After suffering an attack that froze the funds of over 500 wallets totaling $280 million in Ether, Parity has found yet another bug, this time in the way it handles consensus in mining.
The developers put out a report on Tuesday with details on the vulnerability, labeling it as “critical.”
“In the worst case, submitting a certain malformed transaction (coming from a 0xfff...fff address) to a mining Parity Ethereum node could have caused that node to produce a malformed block, which would still be treated as valid by other affected Parity Ethereum nodes,” Parity said.
All in all, this wouldn’t necessarily hurt the Ethereum network, but would likely cause confusion among nodes, eventually discarding the transaction as invalid. However, if these mining nodes controlled more than half the hashrate of the network, they would have validated the transaction.
Users of Parity are urged to download either the 1.10.6-stable or 1.11.3-beta versions of the software as soon as possible.
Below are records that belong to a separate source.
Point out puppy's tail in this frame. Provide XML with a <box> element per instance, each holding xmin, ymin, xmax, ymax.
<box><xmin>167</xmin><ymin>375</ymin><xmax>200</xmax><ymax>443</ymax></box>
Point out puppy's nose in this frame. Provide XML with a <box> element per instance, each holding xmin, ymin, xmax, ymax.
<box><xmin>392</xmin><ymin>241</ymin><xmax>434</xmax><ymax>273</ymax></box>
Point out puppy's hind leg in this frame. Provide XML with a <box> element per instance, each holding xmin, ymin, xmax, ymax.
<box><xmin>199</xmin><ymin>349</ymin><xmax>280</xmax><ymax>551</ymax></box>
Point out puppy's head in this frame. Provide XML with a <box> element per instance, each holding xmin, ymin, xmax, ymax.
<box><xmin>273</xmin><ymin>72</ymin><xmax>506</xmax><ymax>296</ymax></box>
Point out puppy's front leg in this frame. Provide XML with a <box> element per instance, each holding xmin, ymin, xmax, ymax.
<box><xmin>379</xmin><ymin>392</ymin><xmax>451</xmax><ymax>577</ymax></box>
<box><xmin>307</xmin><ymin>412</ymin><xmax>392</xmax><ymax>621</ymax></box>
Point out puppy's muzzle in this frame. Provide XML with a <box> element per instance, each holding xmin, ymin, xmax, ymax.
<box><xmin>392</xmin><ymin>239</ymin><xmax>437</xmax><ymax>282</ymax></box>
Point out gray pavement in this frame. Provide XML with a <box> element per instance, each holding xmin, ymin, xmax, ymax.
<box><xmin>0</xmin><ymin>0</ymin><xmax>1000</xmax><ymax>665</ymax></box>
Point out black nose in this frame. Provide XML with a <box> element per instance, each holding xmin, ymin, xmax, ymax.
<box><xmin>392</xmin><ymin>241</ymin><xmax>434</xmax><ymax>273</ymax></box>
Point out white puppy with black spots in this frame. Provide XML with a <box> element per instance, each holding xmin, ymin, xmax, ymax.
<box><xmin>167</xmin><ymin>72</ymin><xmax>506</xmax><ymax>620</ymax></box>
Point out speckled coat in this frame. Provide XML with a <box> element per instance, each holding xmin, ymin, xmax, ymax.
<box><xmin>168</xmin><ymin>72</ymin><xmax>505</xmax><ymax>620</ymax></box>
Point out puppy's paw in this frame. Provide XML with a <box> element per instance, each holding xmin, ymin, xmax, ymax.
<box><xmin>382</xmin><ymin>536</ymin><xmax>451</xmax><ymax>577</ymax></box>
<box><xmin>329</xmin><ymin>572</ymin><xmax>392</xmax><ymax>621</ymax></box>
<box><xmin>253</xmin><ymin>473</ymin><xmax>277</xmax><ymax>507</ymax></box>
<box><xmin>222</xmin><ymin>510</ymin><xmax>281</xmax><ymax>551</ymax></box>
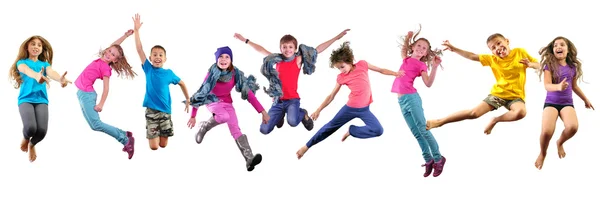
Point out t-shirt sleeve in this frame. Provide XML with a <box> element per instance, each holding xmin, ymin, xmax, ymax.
<box><xmin>479</xmin><ymin>54</ymin><xmax>493</xmax><ymax>66</ymax></box>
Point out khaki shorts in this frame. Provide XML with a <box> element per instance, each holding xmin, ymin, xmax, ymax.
<box><xmin>146</xmin><ymin>108</ymin><xmax>173</xmax><ymax>139</ymax></box>
<box><xmin>483</xmin><ymin>94</ymin><xmax>525</xmax><ymax>111</ymax></box>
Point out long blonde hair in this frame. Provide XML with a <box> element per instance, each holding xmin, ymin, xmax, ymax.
<box><xmin>8</xmin><ymin>35</ymin><xmax>54</xmax><ymax>89</ymax></box>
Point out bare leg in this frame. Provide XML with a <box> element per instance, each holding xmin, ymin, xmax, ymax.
<box><xmin>483</xmin><ymin>102</ymin><xmax>527</xmax><ymax>135</ymax></box>
<box><xmin>427</xmin><ymin>102</ymin><xmax>494</xmax><ymax>130</ymax></box>
<box><xmin>535</xmin><ymin>107</ymin><xmax>558</xmax><ymax>170</ymax></box>
<box><xmin>556</xmin><ymin>107</ymin><xmax>579</xmax><ymax>159</ymax></box>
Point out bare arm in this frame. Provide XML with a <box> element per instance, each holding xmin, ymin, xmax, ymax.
<box><xmin>367</xmin><ymin>63</ymin><xmax>398</xmax><ymax>76</ymax></box>
<box><xmin>98</xmin><ymin>76</ymin><xmax>110</xmax><ymax>106</ymax></box>
<box><xmin>317</xmin><ymin>83</ymin><xmax>342</xmax><ymax>112</ymax></box>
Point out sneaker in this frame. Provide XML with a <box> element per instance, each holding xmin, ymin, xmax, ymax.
<box><xmin>433</xmin><ymin>156</ymin><xmax>446</xmax><ymax>177</ymax></box>
<box><xmin>123</xmin><ymin>131</ymin><xmax>135</xmax><ymax>159</ymax></box>
<box><xmin>300</xmin><ymin>109</ymin><xmax>314</xmax><ymax>131</ymax></box>
<box><xmin>421</xmin><ymin>159</ymin><xmax>434</xmax><ymax>177</ymax></box>
<box><xmin>276</xmin><ymin>115</ymin><xmax>285</xmax><ymax>129</ymax></box>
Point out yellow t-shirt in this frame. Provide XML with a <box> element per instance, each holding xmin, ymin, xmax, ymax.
<box><xmin>479</xmin><ymin>48</ymin><xmax>538</xmax><ymax>101</ymax></box>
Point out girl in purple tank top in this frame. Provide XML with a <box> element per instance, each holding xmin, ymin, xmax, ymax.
<box><xmin>535</xmin><ymin>37</ymin><xmax>594</xmax><ymax>170</ymax></box>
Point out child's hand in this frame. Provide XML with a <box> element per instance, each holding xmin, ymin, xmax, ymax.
<box><xmin>188</xmin><ymin>118</ymin><xmax>196</xmax><ymax>129</ymax></box>
<box><xmin>132</xmin><ymin>14</ymin><xmax>144</xmax><ymax>31</ymax></box>
<box><xmin>310</xmin><ymin>111</ymin><xmax>321</xmax><ymax>121</ymax></box>
<box><xmin>94</xmin><ymin>104</ymin><xmax>104</xmax><ymax>112</ymax></box>
<box><xmin>262</xmin><ymin>110</ymin><xmax>271</xmax><ymax>124</ymax></box>
<box><xmin>125</xmin><ymin>29</ymin><xmax>133</xmax><ymax>36</ymax></box>
<box><xmin>442</xmin><ymin>40</ymin><xmax>455</xmax><ymax>52</ymax></box>
<box><xmin>233</xmin><ymin>33</ymin><xmax>246</xmax><ymax>42</ymax></box>
<box><xmin>557</xmin><ymin>78</ymin><xmax>569</xmax><ymax>91</ymax></box>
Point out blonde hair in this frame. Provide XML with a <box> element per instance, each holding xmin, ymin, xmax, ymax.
<box><xmin>8</xmin><ymin>35</ymin><xmax>53</xmax><ymax>89</ymax></box>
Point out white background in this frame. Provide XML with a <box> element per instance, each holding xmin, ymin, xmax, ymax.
<box><xmin>0</xmin><ymin>0</ymin><xmax>600</xmax><ymax>197</ymax></box>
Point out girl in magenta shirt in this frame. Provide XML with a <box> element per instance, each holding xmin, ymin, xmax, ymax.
<box><xmin>535</xmin><ymin>37</ymin><xmax>594</xmax><ymax>169</ymax></box>
<box><xmin>188</xmin><ymin>47</ymin><xmax>269</xmax><ymax>171</ymax></box>
<box><xmin>296</xmin><ymin>42</ymin><xmax>398</xmax><ymax>159</ymax></box>
<box><xmin>392</xmin><ymin>29</ymin><xmax>446</xmax><ymax>177</ymax></box>
<box><xmin>75</xmin><ymin>30</ymin><xmax>136</xmax><ymax>159</ymax></box>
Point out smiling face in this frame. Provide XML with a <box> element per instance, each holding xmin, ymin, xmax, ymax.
<box><xmin>217</xmin><ymin>54</ymin><xmax>231</xmax><ymax>70</ymax></box>
<box><xmin>487</xmin><ymin>36</ymin><xmax>510</xmax><ymax>58</ymax></box>
<box><xmin>27</xmin><ymin>38</ymin><xmax>44</xmax><ymax>58</ymax></box>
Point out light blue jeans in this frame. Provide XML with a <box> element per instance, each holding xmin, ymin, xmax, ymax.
<box><xmin>77</xmin><ymin>90</ymin><xmax>129</xmax><ymax>145</ymax></box>
<box><xmin>398</xmin><ymin>93</ymin><xmax>442</xmax><ymax>163</ymax></box>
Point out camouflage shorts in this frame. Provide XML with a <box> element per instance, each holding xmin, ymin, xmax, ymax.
<box><xmin>483</xmin><ymin>94</ymin><xmax>525</xmax><ymax>110</ymax></box>
<box><xmin>146</xmin><ymin>108</ymin><xmax>173</xmax><ymax>139</ymax></box>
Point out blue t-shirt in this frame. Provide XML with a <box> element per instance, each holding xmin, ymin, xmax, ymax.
<box><xmin>142</xmin><ymin>59</ymin><xmax>181</xmax><ymax>114</ymax></box>
<box><xmin>17</xmin><ymin>59</ymin><xmax>50</xmax><ymax>105</ymax></box>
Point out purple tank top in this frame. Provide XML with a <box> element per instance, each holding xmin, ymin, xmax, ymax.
<box><xmin>544</xmin><ymin>65</ymin><xmax>575</xmax><ymax>105</ymax></box>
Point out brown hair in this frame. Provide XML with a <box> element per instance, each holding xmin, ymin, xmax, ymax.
<box><xmin>329</xmin><ymin>41</ymin><xmax>354</xmax><ymax>68</ymax></box>
<box><xmin>99</xmin><ymin>44</ymin><xmax>137</xmax><ymax>79</ymax></box>
<box><xmin>8</xmin><ymin>35</ymin><xmax>54</xmax><ymax>89</ymax></box>
<box><xmin>538</xmin><ymin>36</ymin><xmax>583</xmax><ymax>83</ymax></box>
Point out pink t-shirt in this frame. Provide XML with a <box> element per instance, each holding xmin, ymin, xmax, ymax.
<box><xmin>75</xmin><ymin>58</ymin><xmax>112</xmax><ymax>92</ymax></box>
<box><xmin>337</xmin><ymin>60</ymin><xmax>373</xmax><ymax>108</ymax></box>
<box><xmin>392</xmin><ymin>57</ymin><xmax>427</xmax><ymax>94</ymax></box>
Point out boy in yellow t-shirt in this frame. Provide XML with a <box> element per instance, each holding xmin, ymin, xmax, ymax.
<box><xmin>427</xmin><ymin>33</ymin><xmax>540</xmax><ymax>135</ymax></box>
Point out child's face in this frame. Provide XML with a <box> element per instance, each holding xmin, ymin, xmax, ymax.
<box><xmin>279</xmin><ymin>42</ymin><xmax>296</xmax><ymax>58</ymax></box>
<box><xmin>27</xmin><ymin>38</ymin><xmax>44</xmax><ymax>57</ymax></box>
<box><xmin>412</xmin><ymin>40</ymin><xmax>429</xmax><ymax>59</ymax></box>
<box><xmin>488</xmin><ymin>36</ymin><xmax>510</xmax><ymax>58</ymax></box>
<box><xmin>102</xmin><ymin>46</ymin><xmax>121</xmax><ymax>63</ymax></box>
<box><xmin>333</xmin><ymin>62</ymin><xmax>352</xmax><ymax>74</ymax></box>
<box><xmin>553</xmin><ymin>39</ymin><xmax>569</xmax><ymax>60</ymax></box>
<box><xmin>217</xmin><ymin>54</ymin><xmax>231</xmax><ymax>69</ymax></box>
<box><xmin>150</xmin><ymin>48</ymin><xmax>167</xmax><ymax>67</ymax></box>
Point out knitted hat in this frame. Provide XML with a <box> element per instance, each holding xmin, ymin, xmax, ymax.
<box><xmin>215</xmin><ymin>46</ymin><xmax>233</xmax><ymax>63</ymax></box>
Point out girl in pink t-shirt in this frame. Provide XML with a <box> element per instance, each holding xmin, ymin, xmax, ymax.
<box><xmin>392</xmin><ymin>27</ymin><xmax>446</xmax><ymax>177</ymax></box>
<box><xmin>75</xmin><ymin>30</ymin><xmax>136</xmax><ymax>159</ymax></box>
<box><xmin>188</xmin><ymin>46</ymin><xmax>270</xmax><ymax>171</ymax></box>
<box><xmin>296</xmin><ymin>42</ymin><xmax>402</xmax><ymax>159</ymax></box>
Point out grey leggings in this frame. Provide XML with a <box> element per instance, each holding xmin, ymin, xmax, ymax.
<box><xmin>19</xmin><ymin>102</ymin><xmax>48</xmax><ymax>145</ymax></box>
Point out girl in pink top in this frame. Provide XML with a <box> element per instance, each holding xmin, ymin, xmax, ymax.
<box><xmin>296</xmin><ymin>41</ymin><xmax>398</xmax><ymax>159</ymax></box>
<box><xmin>188</xmin><ymin>47</ymin><xmax>269</xmax><ymax>171</ymax></box>
<box><xmin>392</xmin><ymin>28</ymin><xmax>446</xmax><ymax>177</ymax></box>
<box><xmin>75</xmin><ymin>30</ymin><xmax>136</xmax><ymax>159</ymax></box>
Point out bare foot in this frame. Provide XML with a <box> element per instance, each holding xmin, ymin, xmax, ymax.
<box><xmin>296</xmin><ymin>146</ymin><xmax>308</xmax><ymax>159</ymax></box>
<box><xmin>29</xmin><ymin>144</ymin><xmax>37</xmax><ymax>162</ymax></box>
<box><xmin>535</xmin><ymin>153</ymin><xmax>546</xmax><ymax>170</ymax></box>
<box><xmin>483</xmin><ymin>118</ymin><xmax>498</xmax><ymax>135</ymax></box>
<box><xmin>556</xmin><ymin>143</ymin><xmax>567</xmax><ymax>159</ymax></box>
<box><xmin>342</xmin><ymin>131</ymin><xmax>350</xmax><ymax>142</ymax></box>
<box><xmin>425</xmin><ymin>120</ymin><xmax>442</xmax><ymax>130</ymax></box>
<box><xmin>21</xmin><ymin>138</ymin><xmax>29</xmax><ymax>153</ymax></box>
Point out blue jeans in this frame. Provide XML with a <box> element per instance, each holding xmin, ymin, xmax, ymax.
<box><xmin>77</xmin><ymin>90</ymin><xmax>129</xmax><ymax>145</ymax></box>
<box><xmin>398</xmin><ymin>93</ymin><xmax>442</xmax><ymax>162</ymax></box>
<box><xmin>306</xmin><ymin>105</ymin><xmax>383</xmax><ymax>148</ymax></box>
<box><xmin>260</xmin><ymin>98</ymin><xmax>304</xmax><ymax>135</ymax></box>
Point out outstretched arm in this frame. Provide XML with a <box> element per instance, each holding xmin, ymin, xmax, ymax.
<box><xmin>367</xmin><ymin>63</ymin><xmax>399</xmax><ymax>77</ymax></box>
<box><xmin>316</xmin><ymin>29</ymin><xmax>350</xmax><ymax>54</ymax></box>
<box><xmin>233</xmin><ymin>33</ymin><xmax>271</xmax><ymax>56</ymax></box>
<box><xmin>133</xmin><ymin>14</ymin><xmax>146</xmax><ymax>63</ymax></box>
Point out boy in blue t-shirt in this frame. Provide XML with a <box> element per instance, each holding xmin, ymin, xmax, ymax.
<box><xmin>134</xmin><ymin>14</ymin><xmax>190</xmax><ymax>150</ymax></box>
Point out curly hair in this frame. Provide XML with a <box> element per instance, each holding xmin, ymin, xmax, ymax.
<box><xmin>98</xmin><ymin>44</ymin><xmax>137</xmax><ymax>79</ymax></box>
<box><xmin>329</xmin><ymin>41</ymin><xmax>354</xmax><ymax>68</ymax></box>
<box><xmin>537</xmin><ymin>36</ymin><xmax>583</xmax><ymax>83</ymax></box>
<box><xmin>399</xmin><ymin>24</ymin><xmax>442</xmax><ymax>68</ymax></box>
<box><xmin>8</xmin><ymin>35</ymin><xmax>54</xmax><ymax>89</ymax></box>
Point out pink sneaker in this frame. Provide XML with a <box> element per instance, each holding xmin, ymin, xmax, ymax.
<box><xmin>433</xmin><ymin>156</ymin><xmax>446</xmax><ymax>177</ymax></box>
<box><xmin>123</xmin><ymin>131</ymin><xmax>135</xmax><ymax>159</ymax></box>
<box><xmin>421</xmin><ymin>159</ymin><xmax>433</xmax><ymax>177</ymax></box>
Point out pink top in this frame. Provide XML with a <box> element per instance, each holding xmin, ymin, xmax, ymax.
<box><xmin>337</xmin><ymin>60</ymin><xmax>373</xmax><ymax>108</ymax></box>
<box><xmin>192</xmin><ymin>73</ymin><xmax>265</xmax><ymax>118</ymax></box>
<box><xmin>75</xmin><ymin>58</ymin><xmax>112</xmax><ymax>92</ymax></box>
<box><xmin>392</xmin><ymin>57</ymin><xmax>427</xmax><ymax>94</ymax></box>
Any older software will be affected by this bug.
Now that people are aware that the vulnerability exists, it’s important to ensure that a good portion of the network runs the new software to avoid any large-scale issues with consensus.
Parity claims that “the response to this situation was proactive” since no hackers as of yet have tried to exploit this problem.
With regards to the frozen ETH that’s still floating around after the previous incident, the developer said that it would take a hard fork of the Ethereum network to free up those funds.
“All of these funds are provably non-recoverable without a change in the blockchain’s state, opcode upgrades, or consensus rules modification,” the team said in a blog.